With the arrival of cold weather (and some discussion with Matthew in Vladivostok) I have been motivated to try my hand with Russian black bread. Mike and I bought a loaf of so-called black bread at the Central Market in Dallas last weekend. Although it was a beautiful dark loaf, it was disappointing, taste-wise (too “Americanized” to really be Russian black bread). So I research some recipes on the Internet and read about it in my bread book, and then came up with the recipe that follows. This is a dense, pungent, and slightly sour black bread. It is excellent sliced thin and eaten open-faced with egg salad, smoked salmon spread, etc., and also toasted and buttered.

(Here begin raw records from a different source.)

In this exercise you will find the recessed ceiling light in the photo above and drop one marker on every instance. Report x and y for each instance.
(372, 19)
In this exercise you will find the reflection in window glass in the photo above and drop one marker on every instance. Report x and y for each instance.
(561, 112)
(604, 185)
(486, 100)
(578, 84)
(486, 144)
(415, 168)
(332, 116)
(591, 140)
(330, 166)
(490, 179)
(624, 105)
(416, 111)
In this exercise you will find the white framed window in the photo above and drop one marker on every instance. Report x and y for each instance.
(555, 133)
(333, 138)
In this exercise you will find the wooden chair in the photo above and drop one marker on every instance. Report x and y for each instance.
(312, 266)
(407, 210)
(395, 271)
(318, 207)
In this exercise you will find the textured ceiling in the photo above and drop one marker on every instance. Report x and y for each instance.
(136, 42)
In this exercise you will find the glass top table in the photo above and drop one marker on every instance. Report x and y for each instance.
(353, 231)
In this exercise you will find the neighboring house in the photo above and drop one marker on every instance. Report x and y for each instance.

It won’t work so well as a sandwich bread.
- 1.5 cups sourdough sponge starter*
- 2 cups rye flour
- 1 cup bran cereal, crushed/ground in blender
- 1.5 cups whole wheat flour
- 1.5 cups unbleached white flour
- 1 Tbsp salt
- 2 Tbsp unsweetened cocoa
- 3 Tbsp espresso ground coffee
- 2 Tbsp dried onion powder
- 1 tsp dry yeast
- 2 tsp ground fennel seed
- 2 tsp ground caraway seed
- 4 Tbsp brown sugar
- 1.5 cups dark beer
- 1/2 cup cider vinegar
- 1 cup water
- 1/4 cup butter
*There are various ways to make a sourdough starter, but this one is a classic.
- Mix all the dry ingredients together.
- Warm the beer, water, and vinegar up in the microwave or in a pan until warm (not boiling).
- Gradually add the dry ingredients to the sourdough sponge, alternating with the liquid. The dough will be quite sticky.
- Spread a good layer of unbleached white flour on a cotton dishtowel and dump the dough onto it. Sprinkle more flour on top of the dough and begin kneading. Knead for about 5 minutes, incorporating as much flour as you can.
- Oil a large bowl and place the kneaded dough in it, cover with the dishtowel, and place in a warm place.
- After the dough has almost doubled* punch it down and knead again, adding more flour if necessary, and kneading in the 1/4 cup of butter.
- Shape into loaves (I made three small round loaves), place on an oiled cookie sheet, and cover once more with the dishtowel. Let rise until almost doubled.
- Cook in a 350 degree oven about 40 – 50 minutes. (This is a dense bread, and it won’t sound “hollow” when tapped.)
*The amount of time it will take for your dough to rise depends upon how “active” your sourdough sponge is, and how warm the room is.